Um projeto de lei bastante curioso acaba de ser aprovado pela Comissão de Constituição de Justiça da Câmara, de autoria do deputado goiano e peemedebista Barbosa Neto. O PL 261-C, de 1999, dispõe sobre a obrigatoriedade de inserção nas embalagens de roupas íntimas em todo o Brasil, de orientações impressas sobre a importância de exames preventivos de câncer de mama, colo de útero e de próstata.
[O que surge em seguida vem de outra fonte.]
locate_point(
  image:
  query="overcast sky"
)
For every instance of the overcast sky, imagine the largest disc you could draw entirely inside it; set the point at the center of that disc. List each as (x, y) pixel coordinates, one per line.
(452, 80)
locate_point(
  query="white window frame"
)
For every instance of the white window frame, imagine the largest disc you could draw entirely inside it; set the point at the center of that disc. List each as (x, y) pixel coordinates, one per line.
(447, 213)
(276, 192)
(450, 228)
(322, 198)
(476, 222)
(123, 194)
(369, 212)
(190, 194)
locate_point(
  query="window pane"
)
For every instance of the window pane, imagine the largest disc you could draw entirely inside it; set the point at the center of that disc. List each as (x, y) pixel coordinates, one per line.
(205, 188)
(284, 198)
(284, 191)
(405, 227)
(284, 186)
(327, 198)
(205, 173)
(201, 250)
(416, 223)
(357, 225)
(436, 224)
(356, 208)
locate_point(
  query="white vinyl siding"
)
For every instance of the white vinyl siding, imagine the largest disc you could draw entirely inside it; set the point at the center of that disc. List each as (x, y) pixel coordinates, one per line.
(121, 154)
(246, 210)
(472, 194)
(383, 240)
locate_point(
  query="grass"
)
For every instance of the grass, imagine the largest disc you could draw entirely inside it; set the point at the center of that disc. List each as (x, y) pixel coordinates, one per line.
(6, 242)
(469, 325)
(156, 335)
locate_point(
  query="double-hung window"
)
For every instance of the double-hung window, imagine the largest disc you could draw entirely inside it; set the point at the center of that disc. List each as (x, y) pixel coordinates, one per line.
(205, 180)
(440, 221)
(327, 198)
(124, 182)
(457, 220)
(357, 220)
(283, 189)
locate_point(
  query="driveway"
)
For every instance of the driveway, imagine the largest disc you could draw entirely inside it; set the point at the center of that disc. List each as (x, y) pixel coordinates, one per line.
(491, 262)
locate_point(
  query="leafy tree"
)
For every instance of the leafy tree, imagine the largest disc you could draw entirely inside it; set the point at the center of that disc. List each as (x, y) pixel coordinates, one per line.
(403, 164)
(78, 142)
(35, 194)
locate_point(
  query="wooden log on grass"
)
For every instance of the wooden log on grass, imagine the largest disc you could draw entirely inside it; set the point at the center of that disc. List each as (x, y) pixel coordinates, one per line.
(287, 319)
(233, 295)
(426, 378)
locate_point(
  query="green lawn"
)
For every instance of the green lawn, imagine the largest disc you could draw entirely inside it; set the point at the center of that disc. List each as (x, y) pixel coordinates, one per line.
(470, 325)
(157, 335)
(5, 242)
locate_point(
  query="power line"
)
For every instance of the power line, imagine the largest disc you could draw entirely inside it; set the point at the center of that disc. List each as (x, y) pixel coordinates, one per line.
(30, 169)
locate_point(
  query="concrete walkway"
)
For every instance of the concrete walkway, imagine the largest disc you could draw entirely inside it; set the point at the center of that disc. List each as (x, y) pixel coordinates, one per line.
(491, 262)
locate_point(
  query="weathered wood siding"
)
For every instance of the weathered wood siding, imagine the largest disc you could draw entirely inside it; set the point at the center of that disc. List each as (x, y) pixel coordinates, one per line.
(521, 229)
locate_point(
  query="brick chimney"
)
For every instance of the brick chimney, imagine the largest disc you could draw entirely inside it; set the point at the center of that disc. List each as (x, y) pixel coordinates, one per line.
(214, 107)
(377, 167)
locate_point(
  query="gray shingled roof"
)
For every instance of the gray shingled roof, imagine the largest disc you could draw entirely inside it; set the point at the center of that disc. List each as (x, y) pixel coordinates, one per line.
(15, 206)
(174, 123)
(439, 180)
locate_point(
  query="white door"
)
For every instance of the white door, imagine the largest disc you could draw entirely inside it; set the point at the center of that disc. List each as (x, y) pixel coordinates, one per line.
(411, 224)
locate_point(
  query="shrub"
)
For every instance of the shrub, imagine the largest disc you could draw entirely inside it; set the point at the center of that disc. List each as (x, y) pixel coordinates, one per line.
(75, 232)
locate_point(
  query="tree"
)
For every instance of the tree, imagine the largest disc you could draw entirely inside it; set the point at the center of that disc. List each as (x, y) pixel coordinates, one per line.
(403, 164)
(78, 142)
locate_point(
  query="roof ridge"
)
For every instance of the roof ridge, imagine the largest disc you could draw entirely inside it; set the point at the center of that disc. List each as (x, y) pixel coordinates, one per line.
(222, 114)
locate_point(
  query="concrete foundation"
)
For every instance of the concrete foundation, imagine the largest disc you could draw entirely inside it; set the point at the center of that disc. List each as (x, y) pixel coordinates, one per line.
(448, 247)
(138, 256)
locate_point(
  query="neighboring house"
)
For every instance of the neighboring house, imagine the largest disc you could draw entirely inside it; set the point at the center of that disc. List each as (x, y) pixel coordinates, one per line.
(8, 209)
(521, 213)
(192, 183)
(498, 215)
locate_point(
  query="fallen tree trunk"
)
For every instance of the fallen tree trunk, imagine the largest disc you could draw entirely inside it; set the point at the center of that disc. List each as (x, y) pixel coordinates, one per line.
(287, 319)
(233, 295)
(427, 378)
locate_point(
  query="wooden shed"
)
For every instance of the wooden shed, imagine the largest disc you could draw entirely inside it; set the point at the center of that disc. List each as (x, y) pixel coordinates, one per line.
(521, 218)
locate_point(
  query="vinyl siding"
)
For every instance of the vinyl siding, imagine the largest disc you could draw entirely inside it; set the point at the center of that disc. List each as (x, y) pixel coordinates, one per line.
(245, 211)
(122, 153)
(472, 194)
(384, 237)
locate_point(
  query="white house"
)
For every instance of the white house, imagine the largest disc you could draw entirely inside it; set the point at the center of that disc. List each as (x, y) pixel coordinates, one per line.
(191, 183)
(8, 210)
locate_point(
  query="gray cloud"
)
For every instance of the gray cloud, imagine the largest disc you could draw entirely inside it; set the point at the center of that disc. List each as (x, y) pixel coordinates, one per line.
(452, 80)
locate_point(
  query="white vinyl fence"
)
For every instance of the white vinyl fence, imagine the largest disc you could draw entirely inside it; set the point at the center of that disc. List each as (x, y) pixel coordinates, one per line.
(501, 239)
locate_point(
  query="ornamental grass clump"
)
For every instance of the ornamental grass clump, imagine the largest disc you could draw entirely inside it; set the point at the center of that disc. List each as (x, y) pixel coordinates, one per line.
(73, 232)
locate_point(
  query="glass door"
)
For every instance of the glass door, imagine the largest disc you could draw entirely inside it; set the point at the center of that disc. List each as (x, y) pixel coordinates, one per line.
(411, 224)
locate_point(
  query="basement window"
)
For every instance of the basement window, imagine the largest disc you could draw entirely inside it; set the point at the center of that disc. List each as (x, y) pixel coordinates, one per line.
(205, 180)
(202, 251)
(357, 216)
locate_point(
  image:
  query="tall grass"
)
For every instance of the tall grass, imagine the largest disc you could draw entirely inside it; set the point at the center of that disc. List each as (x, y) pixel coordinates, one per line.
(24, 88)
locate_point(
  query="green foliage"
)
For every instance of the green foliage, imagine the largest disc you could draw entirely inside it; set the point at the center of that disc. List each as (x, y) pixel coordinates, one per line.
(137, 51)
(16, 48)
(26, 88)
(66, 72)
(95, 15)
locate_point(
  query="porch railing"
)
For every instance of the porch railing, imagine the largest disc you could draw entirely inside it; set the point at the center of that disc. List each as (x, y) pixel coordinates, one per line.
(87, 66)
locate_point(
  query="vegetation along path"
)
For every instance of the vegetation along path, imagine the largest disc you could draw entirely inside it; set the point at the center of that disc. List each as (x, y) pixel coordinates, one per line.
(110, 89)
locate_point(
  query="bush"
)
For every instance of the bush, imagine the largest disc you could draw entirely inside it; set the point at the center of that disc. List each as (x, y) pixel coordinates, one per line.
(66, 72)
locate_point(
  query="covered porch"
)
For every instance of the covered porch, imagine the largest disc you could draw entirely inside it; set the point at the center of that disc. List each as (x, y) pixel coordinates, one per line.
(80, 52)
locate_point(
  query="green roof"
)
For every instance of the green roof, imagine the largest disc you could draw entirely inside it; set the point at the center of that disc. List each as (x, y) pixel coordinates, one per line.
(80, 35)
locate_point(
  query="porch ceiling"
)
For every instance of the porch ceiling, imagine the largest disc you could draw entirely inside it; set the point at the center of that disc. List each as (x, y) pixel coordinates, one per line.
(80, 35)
Inicialmente, a proposta era de que as etiquetas das roupas íntimas contivessem as mensagens, mas uma emenda proposta pela ex-deputada Rita Camata (PSDB) e logo aprovada mudou o local das mensagens para as embalagens, onde há mais espaço e facilidade para sua leitura. Também aprovado pelo Senado, agora o PL aguarda a sanção presidencial.

A possível obrigatoriedade da inserção das mensagens pegou o mercado de surpresa. Se inserir mensagens nas etiquetas já causa enorme estranhamento, nas embalagens dos produtos não é muito diferente, uma vez que roupas íntimas, em muitos casos, não são sequer vendidas dentro de embalagens que suportam, adequadamente, a colocação de um texto explicativo. A ideia é que embalagens de produtos para mulheres adultas recomendem exames periódicos de prevenção ao câncer de mama e de colo do útero e que as masculinas alertem para a prevenção ao câncer de próstata.

No Brasil, existem cerca de seis mil empresas no segmento de moda íntima, produzindo em torno de 1,8 bilhão de peças por ano. Caso se torne lei, a indústria será obrigada a inserir as mensagens nas embalagens de seus produtos. E não haverá exceções, pois a lei prevê punições a quem não participar – que vão da advertência ao cancelamento do registro do produto e suspensão de autorização para o funcionamento da empresa. Caberá ao Ministério da Saúde estabelecer as condições para a aplicação e fiscalização dessas normas.

Pergunta

Roni Argalji, presidente da Du Loren, a maior empresa do ramo de moda íntima do Brasil, questiona a eficácia da lei. “O câncer é um problema de saúde sério e grave no País e sou a favor de campanhas de prevenção, no entanto, questiono se essa lei atenderá o objetivo desejado. O problema está nos hospitais, que sequer têm condições de atender às demandas por exames. Acredito que a medida é tapar o sol com a peneira”, argumentou Argalji.

Valquírio Cabral Junior, diretor comercial da Lupo, uma das maiores empresas de produtos de fibras e fios do País, também duvida de sua efetividade. “Tudo é válido para a prevenção ao câncer e se o projeto virar lei naturalmente iremos participar, mas será que vai funcionar? Alguém vai de fato ler as mensagens? Questiono a eficácia dessa medida e acredito que ações do Ministério da Saúde através de campanhas específicas tenham melhores resultados. Por que só a indústria de moda íntima deve se responsabilizar por mensagens do gênero e não outros produtos de consumo?”, questionou o executivo.

COMENTÁRIO

É o Festival de Besteira que Assola o País, como diria o saudoso Stanislaw Ponte Preta.

Nada mais importante a tratar, em Brasília.